Surviving the Sleepover Party

Surviving the Sleepover Party

Surviving the Sleepover Party

A “sleepover” or “slumber party” is somewhat of a misnomer because very little sleep actually takes place at these events. It can also be intimidating to have other people's children to feed, entertain, and care for overnight. But if you anticipate the challenges and prepare yourself and your household for the party, you can organize a memorable event that’s fun for everyone.

Choose your guests carefully. Ideally, sleepover guests will be comfortable staying away from home overnight, which may occur as early as age 6 but more commonly around age 8 or 9. If your young child struggles during playdates with others, delay the group challenge and start with just one sleepover guest. As your child matures, you can work your way up to several invitees. Aim to have an even number of participants, including your child, for team activities so  there’s no “odd man out”.

Prepare other family members for the event. Your partner should plan to be at home to help you with the night’s festivities. Consider that younger siblings may feel left out of the party action. Rent special movies for them or see if a friend can take them on an outing for a portion of the evening.

Create a pleasant sleepover area. Make sure that kids have a cozy and comfortable sleeping space. String some fairy lights or add different colored lamps to the room. Provide bean bag chairs, cushions, pillows, and blankets.

Plan your provisions. Less-than-healthy snacks are expected at sleepovers. Offer foods that are easy to prepare and clean up such as pizza, popcorn, and chips. If you want to include some healthy items, round out your snack bar with cheese cubes and crackers, fruit, and granola bars. The next morning, continue with the easy-to-prepare theme and serve cereal, muffins, bagels with cream cheese, or frozen waffles.  Set out a morning snack so that so that early risers can help themselves.

Get critical information.  Obtain cell and home phone numbers for every parent, and find out what time they will be picking up their child the next day. Inquire about guests' potential food allergies or other health issues. It’s smart to keep all of this information together in one place so it’s handy in case you have a question or an emergency situation arises.
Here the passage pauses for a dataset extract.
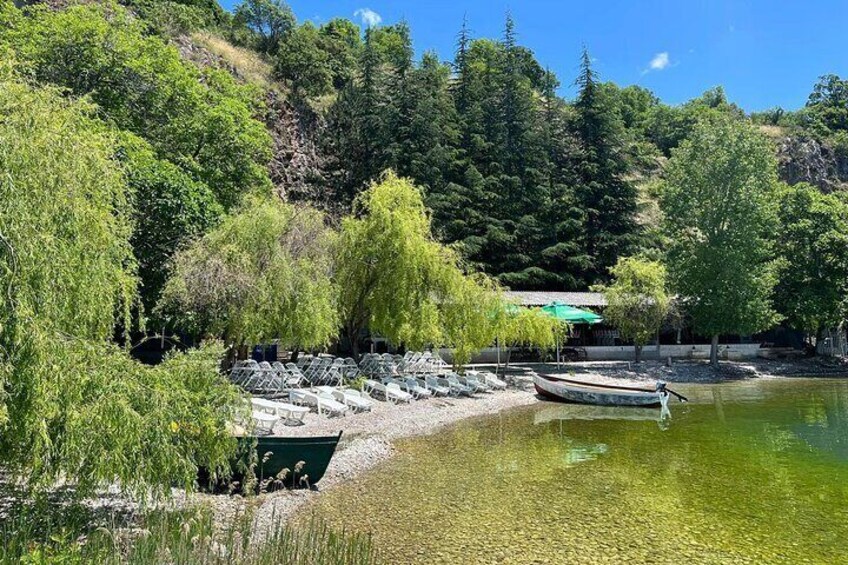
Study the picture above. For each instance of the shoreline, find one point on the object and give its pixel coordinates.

Take safety precautions. Check in every hour or so to be sure that all guests are present and that everyone getting along. Strategically place nightlights in the bathrooms, near the stairs, and in other key spots. Every child should also know the route to your bedroom in case of an emergency. Reassure everyone they can wake you if they are scared, sick, or otherwise need assistance.

Establish ground rules.  When you have other kids in your home for the night, they are your responsibility. Make sure they understand they cannot leave the house without your permission and cannot make prank phone calls. You might also consider designating certain areas of the house as "off limits", such as rooms that contain valuable items.

Set a schedule. Having a general idea of what to do when will help you stay calm and organized. Consider starting the event at 7 or 8 PM so the pajama-wearing and snack-eating portion of the program can begin immediately. Set a time for lights-out, even though you know they’ll stay up well past it.

Hosting a sleepover requires more work than a regular party does, but with some forethought and careful planning, you can create an event that’s sure to be among your child’s best memories.